Mapping cortical haemodynamics during neonatal seizures using diffuse optical tomography: A case study

  • Harsimrat Singh,
  • Robert J. Cooper,
  • Chuen Wai Lee,
  • Laura Dempsey,
  • Andrea Edwards,
  • Sabrina Brigadoi,
  • Dimitrios Airantzis,
  • Nick Everdell,
  • Andrew Michell,
  • David Holder,
  • Jeremy C. Hebden,
  • Topun Austin

DOI
https://doi.org/10.1016/j.nicl.2014.06.012
Journal volume & issue
Vol. 5, no. C
pp. 256 – 265

Abstract

Read online

Seizures in the newborn brain represent a major challenge to neonatal medicine. Neonatal seizures are poorly classified, under-diagnosed, difficult to treat and are associated with poor neurodevelopmental outcome. Video-EEG is the current gold-standard approach for seizure detection and monitoring. Interpreting neonatal EEG requires expertise and the impact of seizures on the developing brain remains poorly understood. In this case study we present the first ever images of the haemodynamic impact of seizures on the human infant brain, obtained using simultaneous diffuse optical tomography (DOT) and video-EEG with whole-scalp coverage.

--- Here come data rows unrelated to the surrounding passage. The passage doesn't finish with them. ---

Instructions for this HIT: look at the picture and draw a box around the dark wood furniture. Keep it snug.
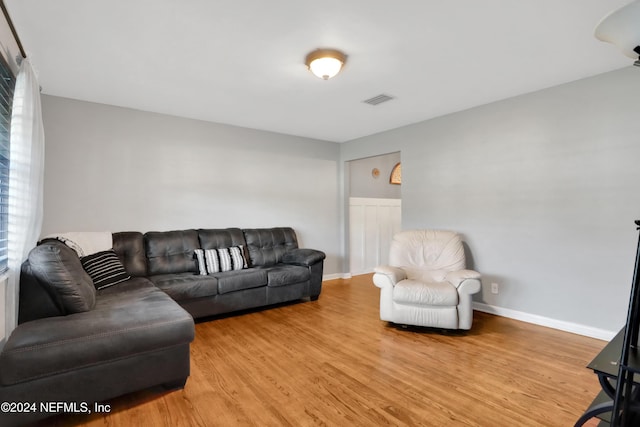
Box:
[575,221,640,427]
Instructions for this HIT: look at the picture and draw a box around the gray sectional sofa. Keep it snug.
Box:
[0,227,325,426]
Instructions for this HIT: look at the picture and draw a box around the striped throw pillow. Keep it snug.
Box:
[80,250,131,289]
[194,246,247,275]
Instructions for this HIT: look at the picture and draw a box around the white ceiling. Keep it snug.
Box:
[5,0,631,142]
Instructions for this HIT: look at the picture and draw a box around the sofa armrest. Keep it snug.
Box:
[373,265,407,288]
[282,249,326,267]
[445,270,480,288]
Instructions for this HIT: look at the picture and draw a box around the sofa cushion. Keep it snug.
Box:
[149,273,218,301]
[212,268,267,294]
[29,240,96,313]
[243,227,298,267]
[80,250,131,289]
[113,231,147,277]
[0,278,194,385]
[144,230,200,275]
[267,264,309,286]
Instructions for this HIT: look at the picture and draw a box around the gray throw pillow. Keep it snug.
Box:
[29,241,96,314]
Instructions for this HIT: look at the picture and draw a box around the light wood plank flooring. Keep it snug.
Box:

Seven discrete periods of ictal electrographic activity were observed during a 60 minute recording of an infant with hypoxic–ischaemic encephalopathy. The resulting DOT images show a remarkably consistent, high-amplitude, biphasic pattern of changes in cortical blood volume and oxygenation in response to each electrographic event. While there is spatial variation across the cortex, the dominant haemodynamic response to seizure activity consists of an initial increase in cortical blood volume prior to a large and extended decrease typically lasting several minutes. This case study demonstrates the wealth of physiologically and clinically relevant information that DOT–EEG techniques can yield. The consistency and scale of the haemodynamic responses observed here also suggest that DOT–EEG has the potential to provide improved detection of neonatal seizures.